I looked at my brother. My vision was entirely blurred. I stepped back from the cot, knelt on the filthy, bloodstained floor of the prison, and performed a slow, full prostration, pressing my forehead against the cold stone.
"Bao Niang was wrong," I whispered to the floor. "For all of it. I'm sorry."
* * *
When they dragged me back to Ganquan Palace, I ordered the heavy wooden doors barred from the inside.
I refused all audiences.
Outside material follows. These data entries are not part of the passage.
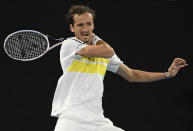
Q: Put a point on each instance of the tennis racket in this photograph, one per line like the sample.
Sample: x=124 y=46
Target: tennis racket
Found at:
x=27 y=45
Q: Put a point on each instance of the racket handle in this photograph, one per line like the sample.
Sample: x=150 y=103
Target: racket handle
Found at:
x=50 y=37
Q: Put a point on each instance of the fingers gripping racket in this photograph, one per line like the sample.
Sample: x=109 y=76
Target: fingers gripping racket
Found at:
x=27 y=45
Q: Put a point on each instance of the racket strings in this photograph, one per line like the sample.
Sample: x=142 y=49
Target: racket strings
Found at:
x=26 y=45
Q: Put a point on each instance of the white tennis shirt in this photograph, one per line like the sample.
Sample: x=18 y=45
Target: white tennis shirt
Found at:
x=79 y=91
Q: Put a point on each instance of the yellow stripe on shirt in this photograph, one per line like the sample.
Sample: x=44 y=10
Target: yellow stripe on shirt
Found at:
x=91 y=65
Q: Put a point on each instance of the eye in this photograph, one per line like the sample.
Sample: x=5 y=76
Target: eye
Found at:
x=89 y=23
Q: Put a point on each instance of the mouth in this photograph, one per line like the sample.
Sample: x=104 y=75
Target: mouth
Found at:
x=84 y=34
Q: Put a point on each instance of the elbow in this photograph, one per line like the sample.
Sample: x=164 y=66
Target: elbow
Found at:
x=109 y=52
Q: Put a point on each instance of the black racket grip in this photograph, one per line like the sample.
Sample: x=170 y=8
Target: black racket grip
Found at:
x=52 y=38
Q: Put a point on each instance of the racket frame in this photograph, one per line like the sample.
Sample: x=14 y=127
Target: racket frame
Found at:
x=28 y=31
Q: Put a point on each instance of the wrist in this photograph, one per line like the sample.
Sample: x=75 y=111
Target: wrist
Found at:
x=95 y=39
x=167 y=75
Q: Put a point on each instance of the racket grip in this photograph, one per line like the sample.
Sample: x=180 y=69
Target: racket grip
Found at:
x=52 y=38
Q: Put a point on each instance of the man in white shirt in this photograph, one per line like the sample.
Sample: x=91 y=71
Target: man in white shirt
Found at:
x=84 y=59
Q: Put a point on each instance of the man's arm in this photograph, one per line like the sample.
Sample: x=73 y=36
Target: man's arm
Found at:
x=101 y=49
x=133 y=75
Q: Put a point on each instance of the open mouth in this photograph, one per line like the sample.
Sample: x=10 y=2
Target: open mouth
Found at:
x=84 y=34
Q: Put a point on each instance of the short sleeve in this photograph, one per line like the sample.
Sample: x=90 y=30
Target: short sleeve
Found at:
x=114 y=63
x=68 y=50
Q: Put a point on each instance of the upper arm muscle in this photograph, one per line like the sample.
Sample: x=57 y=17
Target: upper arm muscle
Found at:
x=100 y=50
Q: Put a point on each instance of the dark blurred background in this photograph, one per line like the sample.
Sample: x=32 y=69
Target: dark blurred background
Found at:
x=146 y=35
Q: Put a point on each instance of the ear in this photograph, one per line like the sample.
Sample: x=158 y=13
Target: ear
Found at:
x=71 y=27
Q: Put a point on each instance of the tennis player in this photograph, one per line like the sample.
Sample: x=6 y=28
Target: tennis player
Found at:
x=85 y=59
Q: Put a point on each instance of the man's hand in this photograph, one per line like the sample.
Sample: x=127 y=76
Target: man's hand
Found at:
x=177 y=64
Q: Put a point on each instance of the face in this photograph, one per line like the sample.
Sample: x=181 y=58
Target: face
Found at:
x=83 y=27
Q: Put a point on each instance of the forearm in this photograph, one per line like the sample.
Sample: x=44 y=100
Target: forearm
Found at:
x=133 y=75
x=143 y=76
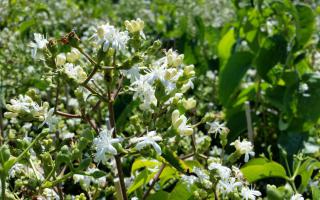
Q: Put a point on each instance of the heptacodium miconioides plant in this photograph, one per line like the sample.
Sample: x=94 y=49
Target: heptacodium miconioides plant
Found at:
x=132 y=154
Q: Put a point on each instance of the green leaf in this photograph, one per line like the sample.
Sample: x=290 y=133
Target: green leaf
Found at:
x=98 y=174
x=225 y=45
x=315 y=192
x=181 y=191
x=305 y=23
x=309 y=106
x=261 y=168
x=279 y=193
x=306 y=170
x=174 y=160
x=26 y=25
x=272 y=51
x=160 y=195
x=144 y=162
x=143 y=178
x=84 y=164
x=231 y=75
x=167 y=174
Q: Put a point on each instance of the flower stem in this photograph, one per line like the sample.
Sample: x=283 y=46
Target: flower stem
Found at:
x=155 y=179
x=117 y=157
x=3 y=187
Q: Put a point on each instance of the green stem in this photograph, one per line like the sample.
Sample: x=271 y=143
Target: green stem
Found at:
x=3 y=187
x=57 y=181
x=27 y=149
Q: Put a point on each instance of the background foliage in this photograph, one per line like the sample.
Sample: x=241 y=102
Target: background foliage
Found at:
x=260 y=57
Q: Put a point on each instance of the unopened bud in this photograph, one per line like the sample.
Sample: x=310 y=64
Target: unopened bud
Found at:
x=60 y=59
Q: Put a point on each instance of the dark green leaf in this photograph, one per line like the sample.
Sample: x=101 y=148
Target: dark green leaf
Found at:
x=261 y=168
x=272 y=51
x=231 y=75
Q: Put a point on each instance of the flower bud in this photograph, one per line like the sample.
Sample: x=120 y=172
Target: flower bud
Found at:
x=10 y=115
x=60 y=59
x=187 y=131
x=134 y=26
x=175 y=115
x=189 y=104
x=173 y=58
x=189 y=70
x=170 y=73
x=73 y=55
x=101 y=31
x=4 y=153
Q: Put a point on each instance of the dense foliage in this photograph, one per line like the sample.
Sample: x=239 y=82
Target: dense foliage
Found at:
x=163 y=99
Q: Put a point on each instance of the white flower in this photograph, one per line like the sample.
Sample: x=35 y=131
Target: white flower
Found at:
x=245 y=147
x=75 y=72
x=189 y=70
x=132 y=73
x=216 y=127
x=145 y=92
x=297 y=196
x=135 y=26
x=25 y=106
x=185 y=87
x=303 y=88
x=103 y=145
x=61 y=59
x=237 y=173
x=189 y=180
x=248 y=193
x=180 y=123
x=200 y=173
x=49 y=119
x=86 y=180
x=228 y=186
x=109 y=36
x=39 y=43
x=73 y=55
x=150 y=139
x=173 y=58
x=223 y=172
x=189 y=103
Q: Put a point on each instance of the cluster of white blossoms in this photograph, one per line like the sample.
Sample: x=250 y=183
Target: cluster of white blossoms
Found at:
x=135 y=26
x=170 y=73
x=179 y=123
x=70 y=57
x=150 y=139
x=24 y=106
x=104 y=146
x=109 y=36
x=66 y=61
x=86 y=180
x=39 y=43
x=230 y=181
x=75 y=72
x=244 y=148
x=297 y=196
x=216 y=128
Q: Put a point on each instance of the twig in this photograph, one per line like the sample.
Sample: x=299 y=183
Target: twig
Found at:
x=117 y=157
x=57 y=95
x=154 y=180
x=115 y=93
x=249 y=121
x=95 y=92
x=68 y=115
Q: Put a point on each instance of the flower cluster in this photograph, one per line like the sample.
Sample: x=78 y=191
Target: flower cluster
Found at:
x=109 y=36
x=25 y=107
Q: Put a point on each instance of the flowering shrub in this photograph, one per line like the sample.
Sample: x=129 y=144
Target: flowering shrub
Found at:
x=109 y=110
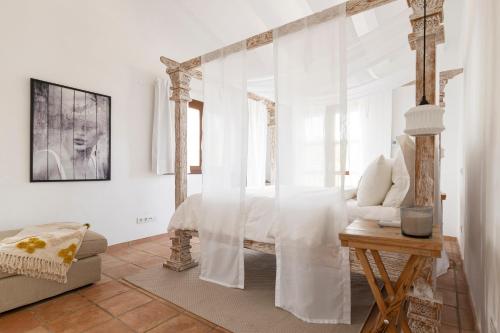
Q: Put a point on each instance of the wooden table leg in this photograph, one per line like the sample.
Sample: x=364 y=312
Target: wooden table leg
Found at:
x=390 y=309
x=379 y=299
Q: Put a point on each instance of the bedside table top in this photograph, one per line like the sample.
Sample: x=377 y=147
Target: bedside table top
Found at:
x=367 y=234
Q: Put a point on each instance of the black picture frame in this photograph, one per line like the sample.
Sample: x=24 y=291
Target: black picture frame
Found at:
x=57 y=154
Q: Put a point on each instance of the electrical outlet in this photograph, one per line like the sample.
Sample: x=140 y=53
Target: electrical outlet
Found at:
x=145 y=219
x=493 y=326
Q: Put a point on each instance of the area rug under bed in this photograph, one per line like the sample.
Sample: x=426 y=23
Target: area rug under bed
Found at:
x=251 y=310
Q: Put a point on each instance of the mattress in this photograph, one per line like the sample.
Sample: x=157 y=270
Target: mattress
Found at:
x=260 y=209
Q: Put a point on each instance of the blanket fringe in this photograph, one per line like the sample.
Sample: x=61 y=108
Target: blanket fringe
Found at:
x=33 y=267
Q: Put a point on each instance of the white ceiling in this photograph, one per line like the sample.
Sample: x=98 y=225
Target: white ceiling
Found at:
x=378 y=44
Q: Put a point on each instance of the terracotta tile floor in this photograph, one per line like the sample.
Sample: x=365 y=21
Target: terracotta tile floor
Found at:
x=113 y=305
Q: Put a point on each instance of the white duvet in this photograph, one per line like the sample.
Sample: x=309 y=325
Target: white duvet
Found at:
x=259 y=207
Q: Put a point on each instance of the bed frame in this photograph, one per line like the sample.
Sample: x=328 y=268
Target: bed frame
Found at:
x=425 y=181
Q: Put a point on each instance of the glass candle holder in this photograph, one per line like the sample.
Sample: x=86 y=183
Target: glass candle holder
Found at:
x=417 y=221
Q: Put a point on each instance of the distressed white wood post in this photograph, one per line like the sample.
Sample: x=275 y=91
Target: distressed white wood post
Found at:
x=180 y=257
x=425 y=145
x=271 y=139
x=426 y=181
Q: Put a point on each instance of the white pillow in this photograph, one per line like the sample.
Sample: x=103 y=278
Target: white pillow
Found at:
x=400 y=182
x=408 y=149
x=375 y=182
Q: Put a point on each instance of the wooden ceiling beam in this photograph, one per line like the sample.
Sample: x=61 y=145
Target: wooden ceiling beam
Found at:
x=353 y=7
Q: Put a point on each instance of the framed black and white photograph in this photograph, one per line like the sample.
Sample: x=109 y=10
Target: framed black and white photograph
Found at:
x=70 y=134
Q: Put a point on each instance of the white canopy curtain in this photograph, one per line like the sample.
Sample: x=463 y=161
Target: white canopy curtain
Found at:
x=163 y=147
x=310 y=76
x=257 y=143
x=369 y=135
x=225 y=122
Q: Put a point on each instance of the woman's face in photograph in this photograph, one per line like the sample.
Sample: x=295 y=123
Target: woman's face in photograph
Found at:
x=85 y=134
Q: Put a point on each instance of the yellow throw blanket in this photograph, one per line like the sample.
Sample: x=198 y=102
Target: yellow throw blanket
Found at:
x=44 y=251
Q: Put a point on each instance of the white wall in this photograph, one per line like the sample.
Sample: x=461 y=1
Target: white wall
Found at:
x=100 y=46
x=452 y=163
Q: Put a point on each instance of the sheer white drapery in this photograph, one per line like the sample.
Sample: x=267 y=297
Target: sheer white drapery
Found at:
x=257 y=143
x=310 y=76
x=163 y=147
x=225 y=122
x=369 y=132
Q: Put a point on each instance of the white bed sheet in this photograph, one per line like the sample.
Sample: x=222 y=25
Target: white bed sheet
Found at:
x=260 y=209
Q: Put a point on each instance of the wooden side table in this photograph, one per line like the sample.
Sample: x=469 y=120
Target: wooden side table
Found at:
x=365 y=235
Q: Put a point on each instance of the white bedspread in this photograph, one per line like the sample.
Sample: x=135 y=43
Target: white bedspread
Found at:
x=260 y=203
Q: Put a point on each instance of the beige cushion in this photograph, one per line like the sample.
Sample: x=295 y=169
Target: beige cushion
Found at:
x=408 y=149
x=93 y=243
x=375 y=183
x=400 y=183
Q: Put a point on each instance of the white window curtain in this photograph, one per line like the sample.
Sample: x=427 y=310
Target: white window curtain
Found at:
x=163 y=143
x=310 y=74
x=257 y=143
x=225 y=122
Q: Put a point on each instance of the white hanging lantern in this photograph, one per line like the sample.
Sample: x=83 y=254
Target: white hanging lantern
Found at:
x=424 y=119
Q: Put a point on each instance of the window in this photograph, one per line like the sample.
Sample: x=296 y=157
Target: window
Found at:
x=194 y=135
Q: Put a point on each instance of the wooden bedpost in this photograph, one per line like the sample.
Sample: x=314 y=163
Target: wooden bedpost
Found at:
x=180 y=258
x=271 y=139
x=425 y=179
x=425 y=145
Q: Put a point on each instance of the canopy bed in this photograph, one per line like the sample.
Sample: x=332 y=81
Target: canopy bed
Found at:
x=310 y=86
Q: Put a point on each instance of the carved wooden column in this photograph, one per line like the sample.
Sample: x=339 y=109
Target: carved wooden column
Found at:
x=271 y=139
x=180 y=258
x=425 y=179
x=425 y=145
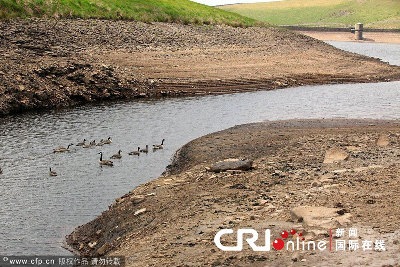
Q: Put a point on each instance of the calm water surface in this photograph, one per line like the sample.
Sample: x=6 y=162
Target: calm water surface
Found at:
x=37 y=211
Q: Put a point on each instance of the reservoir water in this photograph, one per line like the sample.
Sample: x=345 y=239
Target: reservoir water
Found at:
x=37 y=211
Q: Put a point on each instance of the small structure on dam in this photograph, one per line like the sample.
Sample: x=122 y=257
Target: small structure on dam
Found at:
x=358 y=30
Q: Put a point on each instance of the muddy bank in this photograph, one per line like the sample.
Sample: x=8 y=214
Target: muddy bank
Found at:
x=58 y=63
x=173 y=219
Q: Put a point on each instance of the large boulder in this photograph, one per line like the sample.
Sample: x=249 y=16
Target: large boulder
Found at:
x=231 y=164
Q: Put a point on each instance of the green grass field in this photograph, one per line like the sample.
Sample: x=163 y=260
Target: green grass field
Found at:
x=182 y=11
x=383 y=14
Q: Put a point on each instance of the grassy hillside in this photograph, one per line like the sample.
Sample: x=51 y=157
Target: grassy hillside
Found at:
x=142 y=10
x=335 y=13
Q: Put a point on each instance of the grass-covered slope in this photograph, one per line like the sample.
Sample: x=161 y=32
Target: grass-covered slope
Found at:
x=334 y=13
x=183 y=11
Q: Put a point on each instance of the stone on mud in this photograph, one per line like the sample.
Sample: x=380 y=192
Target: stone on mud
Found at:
x=335 y=155
x=320 y=217
x=383 y=140
x=231 y=164
x=141 y=211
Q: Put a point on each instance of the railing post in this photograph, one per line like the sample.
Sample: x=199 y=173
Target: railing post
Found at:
x=358 y=29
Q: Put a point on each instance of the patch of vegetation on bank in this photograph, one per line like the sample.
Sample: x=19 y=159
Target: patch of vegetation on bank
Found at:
x=384 y=14
x=182 y=11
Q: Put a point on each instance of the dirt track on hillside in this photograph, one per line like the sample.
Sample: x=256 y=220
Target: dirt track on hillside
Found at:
x=50 y=64
x=172 y=220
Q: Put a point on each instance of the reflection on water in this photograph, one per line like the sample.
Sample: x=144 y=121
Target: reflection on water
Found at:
x=37 y=210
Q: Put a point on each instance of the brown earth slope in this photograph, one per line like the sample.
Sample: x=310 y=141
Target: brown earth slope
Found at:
x=57 y=63
x=172 y=220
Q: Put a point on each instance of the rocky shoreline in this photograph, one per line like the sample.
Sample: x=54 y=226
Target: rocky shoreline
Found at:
x=59 y=63
x=345 y=170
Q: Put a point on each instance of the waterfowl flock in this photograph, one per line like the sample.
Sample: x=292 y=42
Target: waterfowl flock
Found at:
x=102 y=161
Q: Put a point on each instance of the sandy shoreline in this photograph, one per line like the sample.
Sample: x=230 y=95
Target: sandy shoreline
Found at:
x=58 y=63
x=173 y=219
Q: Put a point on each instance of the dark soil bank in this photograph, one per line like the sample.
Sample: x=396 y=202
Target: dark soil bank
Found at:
x=346 y=171
x=58 y=63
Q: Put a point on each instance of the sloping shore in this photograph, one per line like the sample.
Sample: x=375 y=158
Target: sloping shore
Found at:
x=172 y=220
x=60 y=63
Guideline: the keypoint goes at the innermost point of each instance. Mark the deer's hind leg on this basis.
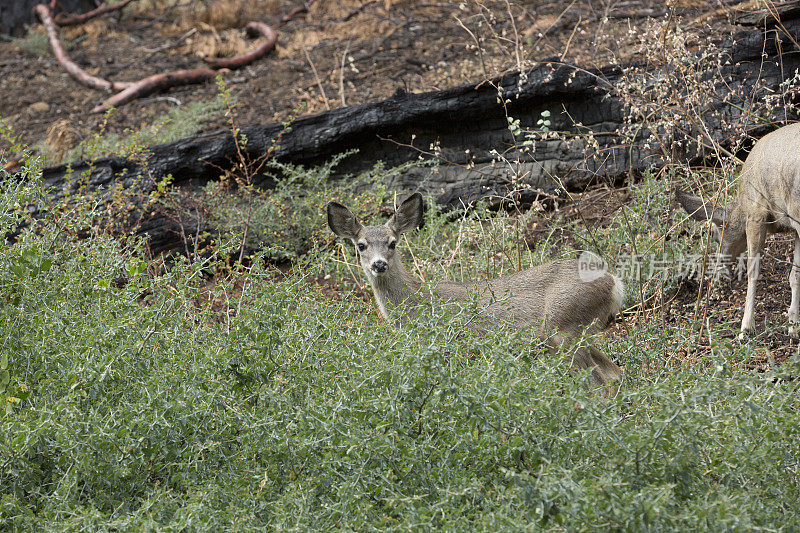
(794, 283)
(756, 233)
(604, 370)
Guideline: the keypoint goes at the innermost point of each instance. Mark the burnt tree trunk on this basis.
(465, 125)
(16, 14)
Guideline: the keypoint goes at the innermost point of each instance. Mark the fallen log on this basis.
(17, 14)
(44, 13)
(466, 126)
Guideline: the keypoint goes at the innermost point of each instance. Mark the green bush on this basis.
(257, 400)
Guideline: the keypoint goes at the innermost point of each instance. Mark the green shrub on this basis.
(258, 401)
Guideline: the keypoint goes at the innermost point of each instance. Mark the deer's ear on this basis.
(700, 210)
(408, 216)
(343, 222)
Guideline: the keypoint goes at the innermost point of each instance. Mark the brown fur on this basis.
(552, 299)
(768, 202)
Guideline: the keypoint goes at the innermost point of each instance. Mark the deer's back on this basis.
(769, 183)
(548, 296)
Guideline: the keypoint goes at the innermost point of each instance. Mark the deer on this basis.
(767, 202)
(553, 299)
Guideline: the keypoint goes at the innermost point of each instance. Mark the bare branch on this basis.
(45, 14)
(253, 28)
(156, 82)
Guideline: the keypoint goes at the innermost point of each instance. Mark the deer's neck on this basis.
(395, 287)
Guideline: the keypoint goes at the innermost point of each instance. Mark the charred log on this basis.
(465, 127)
(16, 14)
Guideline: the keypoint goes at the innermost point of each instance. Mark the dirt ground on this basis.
(350, 52)
(341, 53)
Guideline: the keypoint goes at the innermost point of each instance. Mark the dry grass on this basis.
(61, 138)
(224, 14)
(210, 43)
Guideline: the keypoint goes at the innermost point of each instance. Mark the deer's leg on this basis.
(756, 233)
(794, 282)
(604, 370)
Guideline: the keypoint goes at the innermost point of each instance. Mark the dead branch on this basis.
(164, 80)
(70, 19)
(253, 28)
(45, 14)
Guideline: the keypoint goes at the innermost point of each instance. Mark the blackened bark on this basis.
(465, 124)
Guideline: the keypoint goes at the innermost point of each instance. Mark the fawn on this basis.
(554, 299)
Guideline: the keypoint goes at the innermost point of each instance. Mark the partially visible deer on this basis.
(768, 202)
(553, 299)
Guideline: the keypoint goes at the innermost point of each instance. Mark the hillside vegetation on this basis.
(199, 395)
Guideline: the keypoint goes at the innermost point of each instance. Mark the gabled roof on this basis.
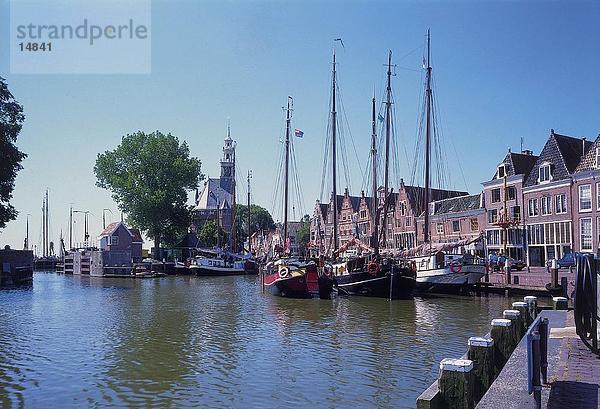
(213, 194)
(589, 160)
(457, 204)
(416, 194)
(518, 164)
(563, 152)
(137, 236)
(111, 228)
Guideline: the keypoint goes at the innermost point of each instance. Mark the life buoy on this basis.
(283, 272)
(373, 268)
(455, 267)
Mother came and stood outside the pavilion, weeping. Grandfather stood in the courtyard for two hours before his knees gave out. Consort Ji and Gong Pingru slammed their fists against the wood every afternoon. I sat on the floor of my inner chamber in total darkness, refusing food, refusing water, refusing to speak, until the agonizing cramps in my stomach finally dragged me into unconsciousness.
When I woke, the pungent smell of burning moxa filled the room. Consort Ji was slumped over the edge of my bed, deeply asleep, her hand wrapped tightly around my wrist.
"Water," I rasped. My throat felt like sandpaper.
She snapped awake instantly. She poured water down my throat, checked my pulse, and then looked at me, her expression grim but settled.
The crisis regarding my brother had been abruptly 'resolved.'
The assailant who had shattered his legs—a minor official with no legal access to the Judicial Review who had mysteriously obtained heavily restricted jailer clearance—had been found dead in an alleyway before dawn. Throat slit. The trail of accountability was systematically, professionally severed.
I stared at the silk canopy above me for a long time. Then I blindly reached out and grabbed Consort Ji's hand. "You are the sharpest political mind in this palace, Ji. Don't lie to me."
She froze.
"You know exactly who authorized the strike on my brother," I said, my voice dead. "Who else could command a maiming inside the highly secure Court of Judicial Review? Who else would dare? He was terrified my brother would inherit the command of the Northwestern Army. So he permanently crippled the heir."
Consort Ji looked away, her jaw tight.
"You have a royal heir growing inside you, Bao Niang," she said very quietly, refusing to confirm or deny the accusation. "You must force yourself to remain calm."